Le lancement du télescope spatial Nancy Grace Roman : à quoi s’attendre

Le prochain observatoire orbital phare de la NASA, le télescope spatial Nancy Grace Roman, s’apprête à remodeler la compréhension humaine des exoplanètes, de la matière noire et de l’énergie noire lors de son lancement le 30 août 2026, à bord d’une fusée SpaceX Falcon Heavy depuis le complexe de lancement 39A du Kennedy Space Center.

Le télescope est arrivé au Kennedy Space Center le 21 juin 2026, après avoir terminé les tests au Goddard Space Flight Center de la NASA à Greenbelt, dans le Maryland. Il a voyagé à bord de la barge Pegasus de la NASA et subit actuellement les préparatifs finaux, notamment les tests des panneaux solaires, l’isolation des couvertures thermiques et le remplissage d’environ 1 100 litres (290 gallons) d’hydrazine comme propergol. Remarquablement, la mission a huit mois d’avance sur son calendrier initial.

Roman porte un miroir de 2,4 mètres (7,9 pieds), de la même taille que celui du télescope spatial Hubble. Mais son instrument à grand champ de 300 mégapixels capture une portion de ciel 100 fois plus grande par exposition que Hubble. Là où Hubble avait besoin de multiples pointages pour imager une région, Roman peut le faire en une seule prise. Le télescope embarque également un coronographe pour bloquer directement la lumière des étoiles afin de photographier les planètes orbitant autour d’autres étoiles, une capacité 100 fois plus puissante que tout équipement existant.

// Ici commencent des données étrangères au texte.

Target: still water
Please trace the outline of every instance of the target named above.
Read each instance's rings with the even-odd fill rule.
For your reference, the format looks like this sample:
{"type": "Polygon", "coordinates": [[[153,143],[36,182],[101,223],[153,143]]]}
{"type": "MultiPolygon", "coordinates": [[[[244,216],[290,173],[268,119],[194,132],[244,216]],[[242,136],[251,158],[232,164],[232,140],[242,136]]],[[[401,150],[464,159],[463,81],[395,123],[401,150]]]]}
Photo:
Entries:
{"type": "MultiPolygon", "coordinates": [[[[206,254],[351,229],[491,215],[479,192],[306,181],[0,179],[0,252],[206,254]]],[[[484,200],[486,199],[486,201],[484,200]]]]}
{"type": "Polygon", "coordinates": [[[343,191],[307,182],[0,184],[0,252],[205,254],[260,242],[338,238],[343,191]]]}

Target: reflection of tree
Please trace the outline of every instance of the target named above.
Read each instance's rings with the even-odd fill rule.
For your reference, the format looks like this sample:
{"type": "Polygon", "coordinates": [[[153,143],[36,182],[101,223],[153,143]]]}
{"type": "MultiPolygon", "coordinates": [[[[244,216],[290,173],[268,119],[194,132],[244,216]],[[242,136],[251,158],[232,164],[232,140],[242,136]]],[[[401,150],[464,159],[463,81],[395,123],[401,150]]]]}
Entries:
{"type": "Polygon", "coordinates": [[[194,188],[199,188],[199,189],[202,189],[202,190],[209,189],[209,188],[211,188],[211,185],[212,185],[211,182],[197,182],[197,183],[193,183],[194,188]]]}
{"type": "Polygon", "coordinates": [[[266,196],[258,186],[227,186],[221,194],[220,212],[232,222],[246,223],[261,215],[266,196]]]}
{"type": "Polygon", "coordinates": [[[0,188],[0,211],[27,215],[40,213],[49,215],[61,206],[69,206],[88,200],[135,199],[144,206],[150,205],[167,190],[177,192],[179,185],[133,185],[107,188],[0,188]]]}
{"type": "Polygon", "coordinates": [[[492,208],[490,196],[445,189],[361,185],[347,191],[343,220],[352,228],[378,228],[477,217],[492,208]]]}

Les objectifs principaux de la mission couvrent trois grands domaines de l’astrophysique. Roman cartographiera plus d’un milliard de galaxies pour comprendre comment l’énergie noire entraîne l’expansion accélérée de l’univers, la plus grande question ouverte en cosmologie aujourd’hui. Il découvrira environ 100 000 exoplanètes en transit et recherchera des planètes vagabondes par microlentille gravitationnelle, fournissant le premier recensement statistique des systèmes planétaires à travers la Voie lactée. Il observera également à plusieurs reprises les mêmes régions du ciel, détectant des supernovae, des étoiles variables et des événements de disruption par effet de marée pour construire le film en accéléré le plus profond jamais réalisé du cosmos.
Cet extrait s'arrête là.